Уж я-то знал, от кого он его защищает. Взгляд старого слуги холоден и неприступен. Значит, Хасан все ему рассказал. Про Асефа с дружками, про воздушного змея и про меня. Странное дело, я даже рад этому, очень уж надоело притворяться.

– Мне плевать на деньги и часы, – воздел руки Баба. – Не понимаю, что это тебе в голову взбрело… и почему «нельзя»?

– Извини, ага-сагиб, наши вещи уже упакованы. Мы все решили.

Отец вскочил с дивана. Лицо у него исказилось от горя.

– Али, разве тебе было у меня плохо? Разве я обидел когда тебя или Хасана? Ты для меня вместо брата и сам это знаешь. Как тебе не стыдно!

– Ага-сагиб, мне сейчас очень нелегко. А от твоих слов только еще тяжелее.

Губы у Али искривились, и только тут я осознал, какая черная беда свалилась на него и на нас всех, если даже на этом каменном, всегда неподвижном лице написана боль. И это я, я всему причиной! Я попытался заглянуть Али в глаза, но он стоял сгорбившись, с низко опущенной головой, и только пальцы теребили рубаху.

– Скажи мне причину! Я должен знать! – В голосе у Бабы появились умоляющие интонации.

В ответ Али не произнес ни слова, как промолчал, когда Хасан признался в краже. Что подвигло его на это, не знаю. Догадываюсь, что это Хасан упросил его не выдавать меня, когда они рыдали вдвоем у себя в домике. Какое чувство достоинства, какое самообладание!

– Ага-сагиб, отвезешь нас на автобусную станцию?

– Я тебе запрещаю! – взревел Баба. – Ты слышишь? Запрещаю!

– Прости, ага-сагиб, но ты не можешь мне ничего запретить. Я у тебя больше не работаю.

– Куда вы поедете? – Голос у отца пресекся.

– В Хазараджат.

– К двоюродному брату?

– Да. Так ты отвезешь нас на автовокзал?

И тут Баба заплакал. Никогда в жизни я не видел его слез. Я даже напугался: взрослый человек – и рыдает. Позор какой.

– Прошу тебя, – проронил еще Баба, но Али уже хромал к двери, и Хасан следовал за ним.

Никогда не забуду, какая боль и мольба звучали в словах отца.
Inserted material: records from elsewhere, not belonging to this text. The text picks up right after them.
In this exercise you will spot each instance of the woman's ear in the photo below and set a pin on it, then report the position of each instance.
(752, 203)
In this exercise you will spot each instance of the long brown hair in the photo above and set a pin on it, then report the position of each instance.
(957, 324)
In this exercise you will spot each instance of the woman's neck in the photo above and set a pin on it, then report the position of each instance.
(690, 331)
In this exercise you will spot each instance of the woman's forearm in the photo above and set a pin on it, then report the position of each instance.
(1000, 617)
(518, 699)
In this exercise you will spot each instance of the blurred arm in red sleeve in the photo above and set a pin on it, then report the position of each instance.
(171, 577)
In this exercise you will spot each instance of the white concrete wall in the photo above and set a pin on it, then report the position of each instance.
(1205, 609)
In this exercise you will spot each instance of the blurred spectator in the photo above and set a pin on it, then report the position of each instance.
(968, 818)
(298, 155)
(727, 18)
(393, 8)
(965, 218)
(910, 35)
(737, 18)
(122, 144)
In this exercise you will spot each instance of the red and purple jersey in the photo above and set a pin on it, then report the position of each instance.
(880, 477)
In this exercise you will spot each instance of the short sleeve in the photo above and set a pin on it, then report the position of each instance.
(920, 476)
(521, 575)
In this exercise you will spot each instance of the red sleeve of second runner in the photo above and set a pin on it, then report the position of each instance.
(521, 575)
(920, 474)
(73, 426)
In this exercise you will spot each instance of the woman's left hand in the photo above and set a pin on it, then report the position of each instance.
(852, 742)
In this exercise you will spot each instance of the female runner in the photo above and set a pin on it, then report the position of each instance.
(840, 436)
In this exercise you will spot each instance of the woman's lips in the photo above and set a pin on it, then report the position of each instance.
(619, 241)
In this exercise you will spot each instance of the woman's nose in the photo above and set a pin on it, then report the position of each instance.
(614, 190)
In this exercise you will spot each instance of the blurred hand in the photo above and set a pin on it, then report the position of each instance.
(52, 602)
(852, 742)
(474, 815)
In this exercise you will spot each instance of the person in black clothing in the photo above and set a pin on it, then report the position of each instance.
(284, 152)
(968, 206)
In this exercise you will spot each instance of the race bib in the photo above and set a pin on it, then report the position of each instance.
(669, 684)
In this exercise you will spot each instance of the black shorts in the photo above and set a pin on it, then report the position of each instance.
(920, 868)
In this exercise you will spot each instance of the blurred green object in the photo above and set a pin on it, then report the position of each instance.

Летом в Кабуле дождь идет редко. Небо чистое и высокое, и солнце горячим утюгом печет шею. Ручейки давно пересохли, рикши поднимают целые тучи пыли. Люди, отчитав в мечети положенные десять ракатов [20] полуденной молитвы и выйдя на улицу, радуются любой тени и ждут не дождутся вечера, который принесет прохладу. Школьники в душном классе зубрят аяты из Корана, выворачивают язык на диковинных арабских словах и тайком ловят мух в кулак под нудное бормотание муллы. Горячий ветер, несущий запах нужника, крутит крошечные смерчи под одинокой баскетбольной корзиной на спортивной площадке.

А вот когда отец отвозил Али и Хасана на автостанцию, лило как из ведра. Грохотал гром, молнии сверкали на серо-стальном небе, плеск воды непривычным эхом отдавался в ушах.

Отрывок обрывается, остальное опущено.